Or, if you are not satisfied with the elaborate explanation in the previous paragraph, try this. I can only write about what I know, and what I know is limited.

Phase Shifts and Network Behavior

What happens to the contentedness of a network as pairs of nodes are randomly chosen and connected? This is a question that has been much studied in complexity research. The answer is that not very much happens until a critical value is reached, at which point there is a phase shift that rapidly connects almost all the nodes. To see a demo of this, download Net Logo and run the “giant component” model from the library. (It’s not as much fun because you can’t vary the parameters, but there is a nice You Tube demo as well.) See the picture for a screen shot.giant_component

What has this complexity behavior got to do with evaluation? I’ll illustrate with a hypothetical example I used in a workshop. The program was designed to promote healthy eating for adults in a small city. The intervention was at the level of civic organizations (churches, service clubs, etc.). There are two aspects to the program. First, the program provides a proven “best practice” curriculum for education and training about healthy eating, along with training on the content of the material and effective ways to deliver the classes. Second, the program provides technical assistance to help each service organization set up any program it wants to promote healthy eating in its community. There are no restrictions as to what the program can be as long as it is “on topic”, and can be produced and delivered with whatever resources (internal or externally supplied), the organization could muster.

How might all of these healthy eating programs affect the population? Here are two plausible ways to think of the program theory. Both are way oversimplified, I know. But stripped to their bare essentials, the difference between the two gets the message across.


On the left, change takes place as individuals are influenced by the messages and the programs that emanate from the civic organizations. On the right, the mechanism of change is based on network effects. Here, individuals are directly influenced by what the civic organizations do, but they themselves in turn influence friends and family, who may then in turn influence their friends and family. One theory of change assumes that the dominant method of change is the sum total of influence of the program on individuals. I’ll call this the “program/individual” theory of change. The second theory of change assumes that if the programs are effective, it is because they support a network effect among individuals in the community. I’ll call this the “network” theory of change. (Let’s leave aside the question of which theory is correct, and the fact that in reality much more elaborate and mixed-mechanism changes are at play.) These two theories of change drive very different methodologies and a different sets of expectations about the pattern of change.

  • The amount of change should vary reasonably evenly over time, thus if no change takes place soon after implementation, there is cause for concern.
  • There is no need for data collection that will identify or map social influence network effects. Thus a very difficult, time consuming, and expensive data collection exercise is eliminated.

Network theory of change

  • No change should be expected for quite some time, so no or minimal change as the program proceeds should not be too worrisome.
  • Data collection methods are needed to map social influence dynamics. An elaborate, expensive, and time consuming evaluation exercise may be worthwhile.

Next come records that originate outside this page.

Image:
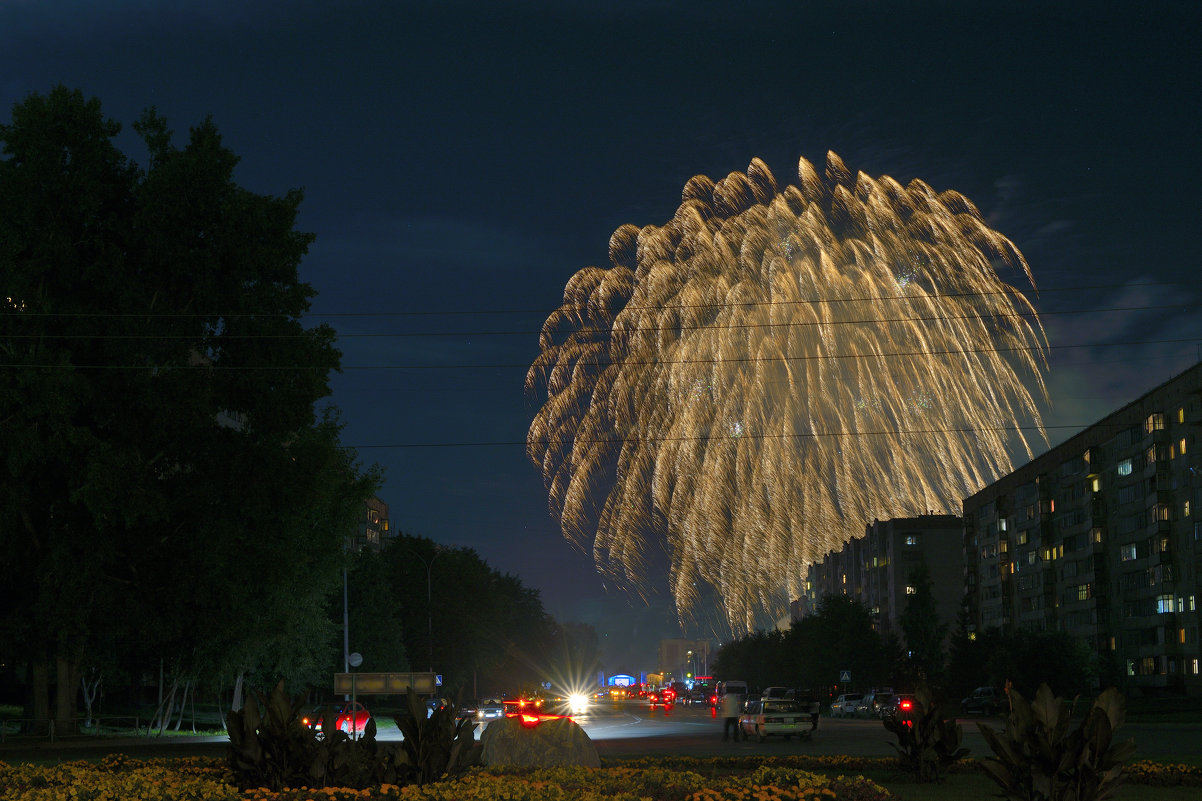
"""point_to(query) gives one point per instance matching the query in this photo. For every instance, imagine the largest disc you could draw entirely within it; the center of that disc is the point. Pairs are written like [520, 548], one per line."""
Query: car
[774, 717]
[870, 706]
[845, 705]
[347, 717]
[737, 687]
[902, 706]
[664, 696]
[986, 700]
[483, 710]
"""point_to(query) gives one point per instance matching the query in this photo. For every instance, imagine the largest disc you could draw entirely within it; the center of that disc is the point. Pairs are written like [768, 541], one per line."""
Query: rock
[553, 742]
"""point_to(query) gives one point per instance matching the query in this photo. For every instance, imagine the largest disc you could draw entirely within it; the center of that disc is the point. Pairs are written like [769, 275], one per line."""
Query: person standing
[732, 705]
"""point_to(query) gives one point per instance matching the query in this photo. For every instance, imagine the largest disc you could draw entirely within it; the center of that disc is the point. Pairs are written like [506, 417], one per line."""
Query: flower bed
[670, 778]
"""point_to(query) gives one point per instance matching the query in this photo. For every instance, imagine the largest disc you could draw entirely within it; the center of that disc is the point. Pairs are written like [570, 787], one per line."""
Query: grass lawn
[977, 787]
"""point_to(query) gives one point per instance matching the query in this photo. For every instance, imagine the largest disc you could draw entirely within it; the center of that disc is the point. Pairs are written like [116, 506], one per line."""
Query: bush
[1037, 758]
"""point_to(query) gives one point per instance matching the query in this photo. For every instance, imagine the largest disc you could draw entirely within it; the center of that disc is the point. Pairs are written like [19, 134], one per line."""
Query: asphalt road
[632, 730]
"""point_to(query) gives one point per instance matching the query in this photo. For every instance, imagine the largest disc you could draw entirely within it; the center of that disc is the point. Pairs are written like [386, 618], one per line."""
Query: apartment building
[875, 568]
[1100, 538]
[374, 527]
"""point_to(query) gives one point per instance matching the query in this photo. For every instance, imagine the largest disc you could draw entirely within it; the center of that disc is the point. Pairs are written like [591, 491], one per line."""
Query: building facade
[374, 527]
[875, 569]
[1100, 538]
[683, 659]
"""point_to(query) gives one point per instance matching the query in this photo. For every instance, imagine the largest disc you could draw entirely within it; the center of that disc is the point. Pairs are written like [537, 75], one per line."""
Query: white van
[724, 688]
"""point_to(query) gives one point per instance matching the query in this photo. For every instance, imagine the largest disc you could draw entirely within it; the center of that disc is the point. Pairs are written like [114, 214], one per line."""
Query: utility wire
[607, 331]
[606, 363]
[582, 308]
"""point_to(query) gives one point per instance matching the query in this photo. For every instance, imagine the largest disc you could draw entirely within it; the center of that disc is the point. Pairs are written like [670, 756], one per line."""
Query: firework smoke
[750, 384]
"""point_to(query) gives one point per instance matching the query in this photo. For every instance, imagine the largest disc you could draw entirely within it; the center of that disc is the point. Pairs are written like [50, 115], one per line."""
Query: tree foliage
[168, 490]
[491, 634]
[923, 632]
[838, 636]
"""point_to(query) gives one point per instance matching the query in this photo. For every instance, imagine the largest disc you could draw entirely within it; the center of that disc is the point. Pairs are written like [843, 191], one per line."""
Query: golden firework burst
[750, 384]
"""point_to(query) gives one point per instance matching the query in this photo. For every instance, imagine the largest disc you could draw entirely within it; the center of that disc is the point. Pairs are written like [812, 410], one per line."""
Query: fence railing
[49, 729]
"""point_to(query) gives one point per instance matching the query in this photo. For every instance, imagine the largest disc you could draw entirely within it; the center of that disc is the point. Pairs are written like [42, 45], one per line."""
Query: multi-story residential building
[374, 527]
[875, 569]
[1100, 538]
[684, 659]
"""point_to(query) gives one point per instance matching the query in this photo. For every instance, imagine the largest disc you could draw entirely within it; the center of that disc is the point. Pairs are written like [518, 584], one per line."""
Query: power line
[622, 440]
[608, 331]
[869, 298]
[629, 362]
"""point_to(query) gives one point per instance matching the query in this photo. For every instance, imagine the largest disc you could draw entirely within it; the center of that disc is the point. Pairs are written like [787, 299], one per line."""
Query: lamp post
[429, 601]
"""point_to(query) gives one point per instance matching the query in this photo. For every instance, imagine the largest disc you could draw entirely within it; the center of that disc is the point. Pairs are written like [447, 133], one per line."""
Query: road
[631, 730]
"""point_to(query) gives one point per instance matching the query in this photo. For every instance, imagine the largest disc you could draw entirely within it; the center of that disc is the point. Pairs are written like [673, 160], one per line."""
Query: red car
[349, 718]
[665, 698]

Power and other Long Tail Distributions

Now let’s shift attention from the recipients of the health eating messages and turn to evaluation of the civic organizations themselves. One of the objectives of that program was to motivate civic organizations to deliver healthy eating programming. Therefore, it is reasonable to measure the civic organizations in terms of how many people they serve with their healthy eating programs.

At first blush one might think that the data would be normally (or at least symmetrically) distributed around a mean. Of course the distribution would be affected by the data on the left side of the mean being truncated by the zero point, but conceptually it would be “normal-like” in the sense of how organizations behaved in producing different numbers of healthy eating programs, and by extension, the number of participants in those programs. This is certainly a reasonable expectation based on a reasonable program theory. But consider another program theory based on some ideas that are prominent in studies of complexity.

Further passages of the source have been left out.